Ne olursa olsun, başbakanın resmi basılı hediyelik bardaklar ve adına bestelenen şarkı dışında henüz ciddi dış tesirleri görülmedi. İlk mükâfat Suudi Arabistan'dan, bize karayoluyla Hac için vize vereceği rivayet olunuyor.

İçeride meseleye Türklük açısından bakan yok. Mırın kırın ederek eleştiren Yahudi sempatizanları ile kendilerinden menkul kerametleri sarsılan baronlar ve monşerler dışında herkes Başbakanı takdir etti.

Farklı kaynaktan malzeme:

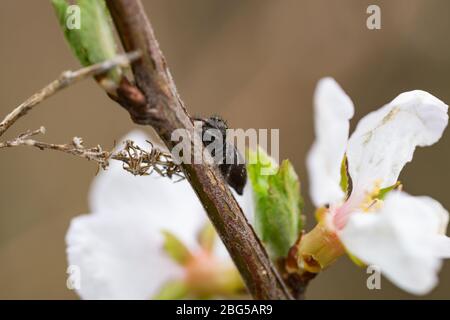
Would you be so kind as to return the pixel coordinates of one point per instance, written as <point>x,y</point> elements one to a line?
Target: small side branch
<point>67,78</point>
<point>135,159</point>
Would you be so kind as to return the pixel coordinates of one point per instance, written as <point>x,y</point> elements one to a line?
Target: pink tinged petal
<point>333,110</point>
<point>172,206</point>
<point>402,238</point>
<point>384,140</point>
<point>119,256</point>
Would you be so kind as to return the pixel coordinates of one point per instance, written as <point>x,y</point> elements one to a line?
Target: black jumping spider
<point>232,164</point>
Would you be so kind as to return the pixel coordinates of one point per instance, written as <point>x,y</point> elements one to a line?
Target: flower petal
<point>333,109</point>
<point>173,205</point>
<point>402,238</point>
<point>384,140</point>
<point>119,256</point>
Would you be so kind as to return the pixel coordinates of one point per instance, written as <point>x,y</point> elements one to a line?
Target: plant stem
<point>155,101</point>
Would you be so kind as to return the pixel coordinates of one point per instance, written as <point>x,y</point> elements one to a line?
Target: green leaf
<point>94,41</point>
<point>172,290</point>
<point>278,203</point>
<point>175,248</point>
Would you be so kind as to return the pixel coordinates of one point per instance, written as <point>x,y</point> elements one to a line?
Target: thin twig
<point>135,159</point>
<point>155,101</point>
<point>67,78</point>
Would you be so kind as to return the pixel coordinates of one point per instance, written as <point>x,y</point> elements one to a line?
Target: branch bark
<point>155,102</point>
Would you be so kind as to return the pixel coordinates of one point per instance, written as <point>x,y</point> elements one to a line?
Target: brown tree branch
<point>155,102</point>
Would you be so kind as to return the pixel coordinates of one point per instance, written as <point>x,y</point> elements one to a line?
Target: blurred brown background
<point>256,63</point>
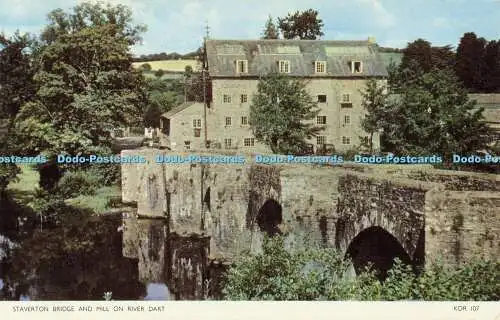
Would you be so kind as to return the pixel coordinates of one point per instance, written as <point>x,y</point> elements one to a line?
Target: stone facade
<point>336,88</point>
<point>418,212</point>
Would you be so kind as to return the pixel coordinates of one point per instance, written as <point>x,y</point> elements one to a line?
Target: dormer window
<point>284,66</point>
<point>241,66</point>
<point>320,66</point>
<point>346,98</point>
<point>356,67</point>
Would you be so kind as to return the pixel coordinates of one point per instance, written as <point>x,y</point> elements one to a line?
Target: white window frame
<point>196,123</point>
<point>326,98</point>
<point>319,120</point>
<point>320,67</point>
<point>241,63</point>
<point>343,96</point>
<point>243,96</point>
<point>284,66</point>
<point>346,140</point>
<point>244,123</point>
<point>251,142</point>
<point>318,138</point>
<point>347,119</point>
<point>353,66</point>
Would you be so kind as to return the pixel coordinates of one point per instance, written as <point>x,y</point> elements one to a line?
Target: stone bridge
<point>190,220</point>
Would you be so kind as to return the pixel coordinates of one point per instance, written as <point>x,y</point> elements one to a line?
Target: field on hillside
<point>170,65</point>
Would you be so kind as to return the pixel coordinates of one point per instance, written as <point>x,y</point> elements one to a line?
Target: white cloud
<point>440,22</point>
<point>381,16</point>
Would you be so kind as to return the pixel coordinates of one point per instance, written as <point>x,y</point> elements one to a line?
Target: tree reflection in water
<point>78,256</point>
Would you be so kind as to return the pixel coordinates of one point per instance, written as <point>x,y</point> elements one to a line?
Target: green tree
<point>297,272</point>
<point>86,85</point>
<point>304,25</point>
<point>16,73</point>
<point>16,88</point>
<point>281,114</point>
<point>432,114</point>
<point>420,55</point>
<point>93,14</point>
<point>375,103</point>
<point>270,29</point>
<point>469,65</point>
<point>492,67</point>
<point>145,67</point>
<point>159,73</point>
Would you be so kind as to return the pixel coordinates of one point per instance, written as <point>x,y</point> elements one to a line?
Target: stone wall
<point>396,205</point>
<point>459,180</point>
<point>309,199</point>
<point>462,225</point>
<point>189,215</point>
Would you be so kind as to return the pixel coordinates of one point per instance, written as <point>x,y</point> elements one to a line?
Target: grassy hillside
<point>170,65</point>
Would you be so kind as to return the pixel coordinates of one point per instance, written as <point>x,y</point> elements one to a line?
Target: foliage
<point>8,173</point>
<point>281,273</point>
<point>302,25</point>
<point>152,116</point>
<point>159,73</point>
<point>93,15</point>
<point>86,85</point>
<point>146,67</point>
<point>281,114</point>
<point>16,73</point>
<point>77,182</point>
<point>424,57</point>
<point>470,65</point>
<point>270,30</point>
<point>491,82</point>
<point>431,115</point>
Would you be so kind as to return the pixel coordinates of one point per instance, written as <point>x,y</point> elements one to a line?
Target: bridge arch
<point>269,217</point>
<point>375,245</point>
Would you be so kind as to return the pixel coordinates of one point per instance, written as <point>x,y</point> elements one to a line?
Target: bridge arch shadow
<point>269,217</point>
<point>377,247</point>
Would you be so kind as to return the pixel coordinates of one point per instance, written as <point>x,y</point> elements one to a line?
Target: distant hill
<point>168,56</point>
<point>170,65</point>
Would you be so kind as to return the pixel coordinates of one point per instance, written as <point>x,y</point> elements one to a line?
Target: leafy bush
<point>317,273</point>
<point>8,174</point>
<point>74,183</point>
<point>106,174</point>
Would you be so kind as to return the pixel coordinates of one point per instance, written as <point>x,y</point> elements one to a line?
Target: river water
<point>77,257</point>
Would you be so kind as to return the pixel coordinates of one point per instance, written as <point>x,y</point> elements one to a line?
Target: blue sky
<point>178,25</point>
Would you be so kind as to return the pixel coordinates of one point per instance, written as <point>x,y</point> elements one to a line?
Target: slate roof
<point>179,108</point>
<point>388,57</point>
<point>263,55</point>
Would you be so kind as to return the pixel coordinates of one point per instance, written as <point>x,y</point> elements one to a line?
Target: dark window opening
<point>270,217</point>
<point>206,200</point>
<point>377,247</point>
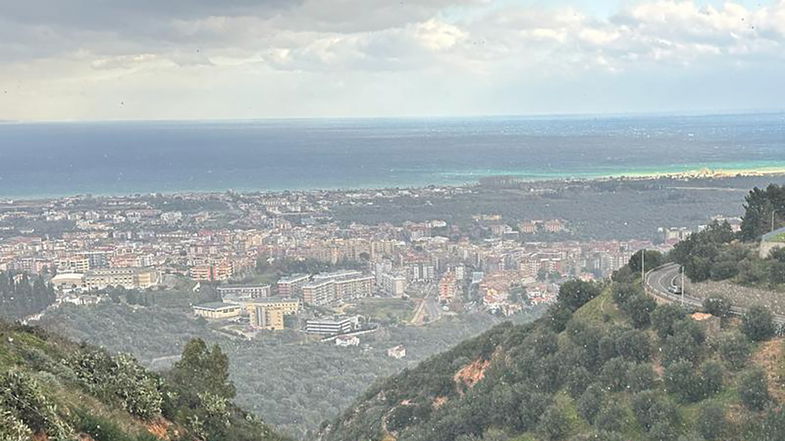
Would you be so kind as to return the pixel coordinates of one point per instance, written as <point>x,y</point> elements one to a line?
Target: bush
<point>25,405</point>
<point>576,293</point>
<point>711,421</point>
<point>734,349</point>
<point>650,409</point>
<point>754,389</point>
<point>664,317</point>
<point>639,308</point>
<point>717,306</point>
<point>758,324</point>
<point>591,401</point>
<point>682,381</point>
<point>554,424</point>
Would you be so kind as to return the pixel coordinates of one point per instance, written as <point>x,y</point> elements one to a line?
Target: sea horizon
<point>132,157</point>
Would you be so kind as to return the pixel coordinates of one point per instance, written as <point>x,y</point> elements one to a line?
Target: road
<point>660,279</point>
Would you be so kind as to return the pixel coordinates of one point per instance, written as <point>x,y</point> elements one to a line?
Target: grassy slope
<point>42,356</point>
<point>370,416</point>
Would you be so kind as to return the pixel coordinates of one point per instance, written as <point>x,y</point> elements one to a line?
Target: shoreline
<point>705,174</point>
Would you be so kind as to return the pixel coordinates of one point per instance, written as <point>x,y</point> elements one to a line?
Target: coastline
<point>704,174</point>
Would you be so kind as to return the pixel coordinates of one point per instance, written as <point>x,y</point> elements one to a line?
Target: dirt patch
<point>472,373</point>
<point>771,357</point>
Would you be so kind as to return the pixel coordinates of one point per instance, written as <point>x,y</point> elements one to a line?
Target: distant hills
<point>606,363</point>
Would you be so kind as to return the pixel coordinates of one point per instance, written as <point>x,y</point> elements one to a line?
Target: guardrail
<point>669,297</point>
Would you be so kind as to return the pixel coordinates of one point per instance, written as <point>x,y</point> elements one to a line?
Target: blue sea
<point>58,159</point>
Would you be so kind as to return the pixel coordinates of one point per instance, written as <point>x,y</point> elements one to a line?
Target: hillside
<point>606,363</point>
<point>54,389</point>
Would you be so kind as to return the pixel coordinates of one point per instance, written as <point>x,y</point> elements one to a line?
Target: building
<point>129,278</point>
<point>211,272</point>
<point>393,285</point>
<point>76,264</point>
<point>331,287</point>
<point>217,310</point>
<point>271,319</point>
<point>288,306</point>
<point>334,326</point>
<point>247,291</point>
<point>68,282</point>
<point>291,286</point>
<point>347,340</point>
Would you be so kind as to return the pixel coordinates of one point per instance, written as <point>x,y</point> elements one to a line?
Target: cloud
<point>316,50</point>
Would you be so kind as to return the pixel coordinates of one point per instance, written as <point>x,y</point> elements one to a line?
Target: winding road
<point>660,279</point>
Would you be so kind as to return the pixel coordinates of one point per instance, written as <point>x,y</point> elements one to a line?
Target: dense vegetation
<point>51,388</point>
<point>22,295</point>
<point>612,210</point>
<point>294,383</point>
<point>717,253</point>
<point>606,363</point>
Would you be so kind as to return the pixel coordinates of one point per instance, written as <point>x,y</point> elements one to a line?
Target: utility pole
<point>643,266</point>
<point>682,286</point>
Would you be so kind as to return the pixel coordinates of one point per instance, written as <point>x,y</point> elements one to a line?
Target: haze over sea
<point>59,159</point>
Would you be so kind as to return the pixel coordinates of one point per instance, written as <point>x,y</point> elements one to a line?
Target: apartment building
<point>217,310</point>
<point>292,286</point>
<point>334,326</point>
<point>331,287</point>
<point>246,291</point>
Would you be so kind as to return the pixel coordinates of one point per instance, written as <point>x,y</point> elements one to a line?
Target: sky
<point>243,59</point>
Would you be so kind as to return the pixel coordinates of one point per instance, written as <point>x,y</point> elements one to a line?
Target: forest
<point>605,363</point>
<point>57,390</point>
<point>295,383</point>
<point>719,253</point>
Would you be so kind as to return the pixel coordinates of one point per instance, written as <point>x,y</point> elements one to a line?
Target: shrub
<point>734,349</point>
<point>711,421</point>
<point>758,324</point>
<point>754,389</point>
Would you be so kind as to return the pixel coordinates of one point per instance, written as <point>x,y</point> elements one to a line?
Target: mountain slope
<point>606,363</point>
<point>54,389</point>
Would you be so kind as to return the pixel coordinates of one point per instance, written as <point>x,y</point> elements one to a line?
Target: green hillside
<point>606,363</point>
<point>54,389</point>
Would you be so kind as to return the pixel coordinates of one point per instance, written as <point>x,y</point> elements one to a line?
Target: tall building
<point>271,319</point>
<point>292,286</point>
<point>130,278</point>
<point>247,291</point>
<point>331,287</point>
<point>333,326</point>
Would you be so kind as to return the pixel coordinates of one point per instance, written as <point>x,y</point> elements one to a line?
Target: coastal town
<point>273,261</point>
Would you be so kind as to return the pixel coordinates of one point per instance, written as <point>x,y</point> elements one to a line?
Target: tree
<point>575,293</point>
<point>711,375</point>
<point>611,417</point>
<point>201,370</point>
<point>639,308</point>
<point>734,349</point>
<point>641,377</point>
<point>754,389</point>
<point>554,423</point>
<point>682,381</point>
<point>758,324</point>
<point>664,317</point>
<point>591,401</point>
<point>652,260</point>
<point>717,306</point>
<point>651,408</point>
<point>711,421</point>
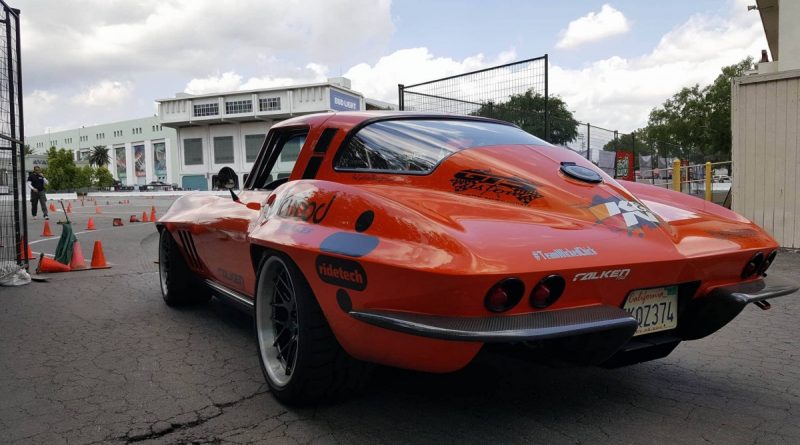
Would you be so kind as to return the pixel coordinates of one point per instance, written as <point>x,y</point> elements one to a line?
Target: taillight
<point>753,265</point>
<point>504,295</point>
<point>547,291</point>
<point>767,262</point>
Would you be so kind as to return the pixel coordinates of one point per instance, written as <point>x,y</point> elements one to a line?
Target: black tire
<point>179,286</point>
<point>315,367</point>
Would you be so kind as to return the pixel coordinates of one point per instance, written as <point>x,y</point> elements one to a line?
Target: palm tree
<point>99,156</point>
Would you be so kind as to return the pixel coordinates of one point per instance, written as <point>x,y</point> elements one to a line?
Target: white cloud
<point>594,26</point>
<point>414,65</point>
<point>618,93</point>
<point>104,93</point>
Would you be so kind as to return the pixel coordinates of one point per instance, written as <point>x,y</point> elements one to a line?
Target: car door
<point>227,221</point>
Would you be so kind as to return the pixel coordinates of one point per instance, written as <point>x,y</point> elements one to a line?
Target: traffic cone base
<point>78,262</point>
<point>46,229</point>
<point>98,257</point>
<point>49,265</point>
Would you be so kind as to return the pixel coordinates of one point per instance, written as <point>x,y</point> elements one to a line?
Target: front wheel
<point>300,357</point>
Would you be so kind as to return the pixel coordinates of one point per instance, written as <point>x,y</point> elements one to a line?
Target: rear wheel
<point>179,285</point>
<point>300,357</point>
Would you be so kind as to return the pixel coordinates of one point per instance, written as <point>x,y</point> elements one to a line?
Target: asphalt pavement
<point>97,357</point>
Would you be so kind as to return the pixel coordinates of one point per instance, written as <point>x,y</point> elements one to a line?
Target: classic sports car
<point>414,240</point>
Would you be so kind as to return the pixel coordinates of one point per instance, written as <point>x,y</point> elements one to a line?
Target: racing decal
<point>485,184</point>
<point>341,272</point>
<point>304,209</point>
<point>617,274</point>
<point>633,215</point>
<point>563,253</point>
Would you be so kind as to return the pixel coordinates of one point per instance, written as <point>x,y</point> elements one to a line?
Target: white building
<point>227,129</point>
<point>141,150</point>
<point>765,112</point>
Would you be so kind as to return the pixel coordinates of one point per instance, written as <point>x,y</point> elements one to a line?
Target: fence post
<point>589,142</point>
<point>401,103</point>
<point>676,175</point>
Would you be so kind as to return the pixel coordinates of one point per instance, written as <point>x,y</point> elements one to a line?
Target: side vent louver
<point>189,249</point>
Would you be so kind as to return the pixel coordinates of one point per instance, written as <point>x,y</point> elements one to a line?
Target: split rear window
<point>418,145</point>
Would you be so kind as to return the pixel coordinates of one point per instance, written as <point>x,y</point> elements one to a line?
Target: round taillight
<point>753,265</point>
<point>504,295</point>
<point>547,291</point>
<point>767,262</point>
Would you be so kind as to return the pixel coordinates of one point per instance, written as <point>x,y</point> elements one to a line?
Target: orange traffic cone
<point>78,261</point>
<point>98,258</point>
<point>48,265</point>
<point>46,230</point>
<point>30,252</point>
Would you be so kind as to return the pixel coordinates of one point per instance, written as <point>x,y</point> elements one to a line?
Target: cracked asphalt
<point>96,357</point>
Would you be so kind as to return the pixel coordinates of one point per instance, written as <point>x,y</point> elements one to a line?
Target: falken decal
<point>485,184</point>
<point>634,216</point>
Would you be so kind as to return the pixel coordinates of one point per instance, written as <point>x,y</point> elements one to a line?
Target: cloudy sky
<point>87,62</point>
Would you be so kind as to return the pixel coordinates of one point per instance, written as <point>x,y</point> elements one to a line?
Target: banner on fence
<point>625,165</point>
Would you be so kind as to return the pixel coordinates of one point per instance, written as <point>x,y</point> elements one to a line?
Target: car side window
<point>280,159</point>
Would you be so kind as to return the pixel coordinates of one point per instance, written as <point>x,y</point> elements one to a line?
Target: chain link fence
<point>13,224</point>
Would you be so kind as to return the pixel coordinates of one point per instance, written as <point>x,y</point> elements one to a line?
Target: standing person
<point>36,183</point>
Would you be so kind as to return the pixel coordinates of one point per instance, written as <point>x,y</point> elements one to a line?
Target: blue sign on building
<point>344,102</point>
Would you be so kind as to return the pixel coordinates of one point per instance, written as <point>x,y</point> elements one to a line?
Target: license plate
<point>655,309</point>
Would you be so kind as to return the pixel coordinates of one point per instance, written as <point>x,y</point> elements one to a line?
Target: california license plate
<point>655,309</point>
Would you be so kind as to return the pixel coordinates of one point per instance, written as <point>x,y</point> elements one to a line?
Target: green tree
<point>103,177</point>
<point>527,111</point>
<point>99,156</point>
<point>695,123</point>
<point>61,170</point>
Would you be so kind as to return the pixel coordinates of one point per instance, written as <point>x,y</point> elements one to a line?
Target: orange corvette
<point>416,240</point>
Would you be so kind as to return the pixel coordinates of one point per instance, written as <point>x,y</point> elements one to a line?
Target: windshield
<point>418,145</point>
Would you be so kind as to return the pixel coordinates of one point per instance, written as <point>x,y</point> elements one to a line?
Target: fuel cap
<point>580,173</point>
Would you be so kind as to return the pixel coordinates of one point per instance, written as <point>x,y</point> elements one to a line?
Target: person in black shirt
<point>36,184</point>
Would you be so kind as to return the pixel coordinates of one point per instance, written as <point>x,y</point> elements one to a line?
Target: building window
<point>269,104</point>
<point>223,150</point>
<point>206,110</point>
<point>252,145</point>
<point>193,151</point>
<point>239,106</point>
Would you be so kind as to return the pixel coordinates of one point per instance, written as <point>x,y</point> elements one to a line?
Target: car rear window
<point>418,145</point>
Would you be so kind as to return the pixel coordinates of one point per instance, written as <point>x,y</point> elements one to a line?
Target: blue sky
<point>96,61</point>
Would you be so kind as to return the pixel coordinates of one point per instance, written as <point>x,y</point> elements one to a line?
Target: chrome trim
<point>509,328</point>
<point>230,294</point>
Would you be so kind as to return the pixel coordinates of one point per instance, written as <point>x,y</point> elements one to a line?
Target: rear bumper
<point>705,315</point>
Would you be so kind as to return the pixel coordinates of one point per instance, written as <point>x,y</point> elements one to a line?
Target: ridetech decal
<point>634,215</point>
<point>485,184</point>
<point>563,253</point>
<point>619,274</point>
<point>302,208</point>
<point>341,272</point>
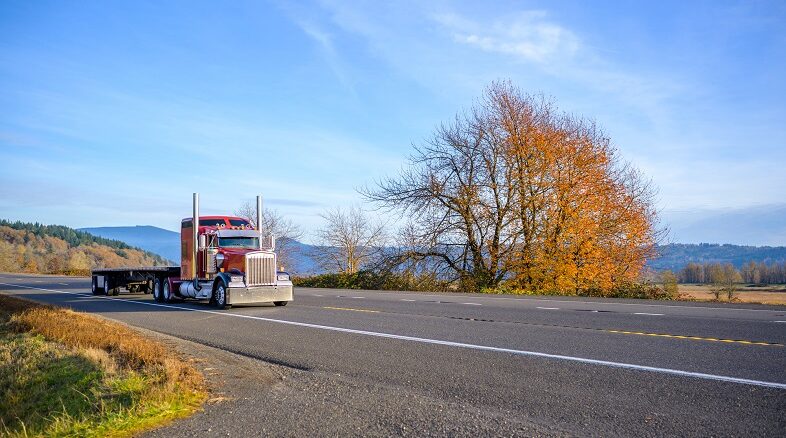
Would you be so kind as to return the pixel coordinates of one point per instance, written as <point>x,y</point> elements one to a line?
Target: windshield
<point>238,242</point>
<point>238,222</point>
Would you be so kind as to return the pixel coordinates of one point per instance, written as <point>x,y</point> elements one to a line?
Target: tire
<point>166,291</point>
<point>219,298</point>
<point>157,293</point>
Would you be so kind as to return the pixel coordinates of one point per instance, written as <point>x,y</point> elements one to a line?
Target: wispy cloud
<point>527,35</point>
<point>327,48</point>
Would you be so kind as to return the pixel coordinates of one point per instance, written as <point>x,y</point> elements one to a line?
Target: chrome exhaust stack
<point>259,213</point>
<point>195,242</point>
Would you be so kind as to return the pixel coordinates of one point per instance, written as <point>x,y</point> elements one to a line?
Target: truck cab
<point>231,262</point>
<point>224,259</point>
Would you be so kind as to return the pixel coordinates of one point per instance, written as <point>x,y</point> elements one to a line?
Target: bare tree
<point>349,241</point>
<point>286,232</point>
<point>515,190</point>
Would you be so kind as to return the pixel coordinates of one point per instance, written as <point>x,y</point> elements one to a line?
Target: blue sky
<point>113,113</point>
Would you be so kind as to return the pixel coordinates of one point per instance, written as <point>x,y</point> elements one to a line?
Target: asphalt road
<point>564,366</point>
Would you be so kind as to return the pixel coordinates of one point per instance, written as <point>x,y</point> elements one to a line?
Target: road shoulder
<point>252,397</point>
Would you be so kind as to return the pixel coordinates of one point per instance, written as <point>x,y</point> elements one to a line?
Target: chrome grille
<point>260,268</point>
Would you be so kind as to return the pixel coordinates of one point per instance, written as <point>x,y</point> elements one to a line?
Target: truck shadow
<point>123,303</point>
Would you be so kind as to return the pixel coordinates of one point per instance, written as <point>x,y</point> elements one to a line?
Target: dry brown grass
<point>772,294</point>
<point>143,383</point>
<point>126,346</point>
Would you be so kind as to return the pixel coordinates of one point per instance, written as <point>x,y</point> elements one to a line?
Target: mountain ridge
<point>673,256</point>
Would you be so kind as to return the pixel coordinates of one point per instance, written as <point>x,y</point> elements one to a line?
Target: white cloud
<point>526,35</point>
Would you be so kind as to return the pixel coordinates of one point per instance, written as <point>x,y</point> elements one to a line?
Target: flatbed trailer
<point>226,260</point>
<point>108,281</point>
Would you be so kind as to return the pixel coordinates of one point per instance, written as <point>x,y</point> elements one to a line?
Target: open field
<point>71,374</point>
<point>769,294</point>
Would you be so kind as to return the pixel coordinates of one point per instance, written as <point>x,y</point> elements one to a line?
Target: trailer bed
<point>133,278</point>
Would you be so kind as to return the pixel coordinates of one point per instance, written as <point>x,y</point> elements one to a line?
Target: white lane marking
<point>581,302</point>
<point>583,360</point>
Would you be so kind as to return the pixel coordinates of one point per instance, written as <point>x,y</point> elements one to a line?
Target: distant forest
<point>676,256</point>
<point>55,249</point>
<point>705,262</point>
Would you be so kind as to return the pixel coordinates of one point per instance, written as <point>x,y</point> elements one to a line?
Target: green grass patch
<point>54,382</point>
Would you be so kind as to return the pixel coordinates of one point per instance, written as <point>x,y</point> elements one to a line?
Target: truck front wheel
<point>108,289</point>
<point>219,299</point>
<point>166,291</point>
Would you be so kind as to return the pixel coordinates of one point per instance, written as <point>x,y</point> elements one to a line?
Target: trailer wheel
<point>166,292</point>
<point>219,298</point>
<point>157,295</point>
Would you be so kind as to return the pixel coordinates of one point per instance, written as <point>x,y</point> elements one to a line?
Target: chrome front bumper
<point>259,294</point>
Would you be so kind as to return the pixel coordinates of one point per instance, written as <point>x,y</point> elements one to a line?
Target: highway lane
<point>742,342</point>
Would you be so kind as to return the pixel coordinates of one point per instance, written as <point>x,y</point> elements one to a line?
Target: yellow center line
<point>695,338</point>
<point>350,309</point>
<point>622,332</point>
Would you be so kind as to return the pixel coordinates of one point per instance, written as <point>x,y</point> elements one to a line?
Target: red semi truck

Henüz tam manasıyla milli devlet vasıflarını kazanamadan parçalanmaya çalışılan Türkiye, yandaşlara göre, Davos'ta bir gecede imparatorluk haline geliverdi! Sınır kapılarında yarım saat bekletilen başbakan bir anda dünya liderliğine terfi etti. Dünyayı parmağında oynatan Yahudi balonu -şayet balonsa- söndü gitti. Bu arada Gazze'de İsrail saldırıları halen devam ediyor.

Altı senedir finans efsanesi halinde ara sıra gündeme gelen, danışman etiketli iş takipçilerinin kuvvetli referanslarla musallat oldukları bazı bankacılara tatlı rüyalar gördüren hayali yüzmilyarlarca dolarlık körfez sermayesi yine iştahları kabarttı. Paralar kamyonlara yükleniyor olmalı, peşin parayı görenlerin gözleri ışıldıyor. İç ve dış borcumuz da bir anda hallolacak. Şimdiye kadar gelmesine bürokratlar engel olmuş!

Verdiği oyların isabetinden şüpheye düşmüş olan muhafazakâr seçmenin güveni yeniden tazelendi. İktidar her halükarda oylarına üç beş puan ekledi. Yaşar Kemal ve Nazım Hikmet'ten sonra arada sessizce Çetin Altan'a da iltifat edilerek aşırı solun yanında liberal solun da sempatisi kazanıldı. Ulusalcı sol cezaevinde gün saysın. Bundan böyle Ergenekon'un tükendiği yerde Davos imdada yetişip, iktidara yöneltilecek her eleştiririn ve ülkede yaşanabilecek her olumsuzluğun Yahudi kaynaklı izah edilebilmesine bahane teşkil edecek. Bu, körfez sermayesinden daha gerçek, çok daha cazip, tükenmez bir siyasi sermayedir.

Maalesef siyaset sahnesinde herkesi bilgeliği ve karizmasıyla Türk milli menfaatlerini dikkate alarak hareket etmeye sevk eden ve gerektiğinde cebreden Alparslan Türkeş gibi Türk Milliyetçisi büyük liderler yok. Baykal ve Bahçeli dahi gönülsüz de olsa politik mülahazalarla günlerce düşünüp eninde sonunda destek vermek zorunda kaldılar. Hadise soğudukça daha sağlıklı varacakları doğru değerlendirmeler iktidar yandaşlarının sürekli tepkisine maruz kalacaktır.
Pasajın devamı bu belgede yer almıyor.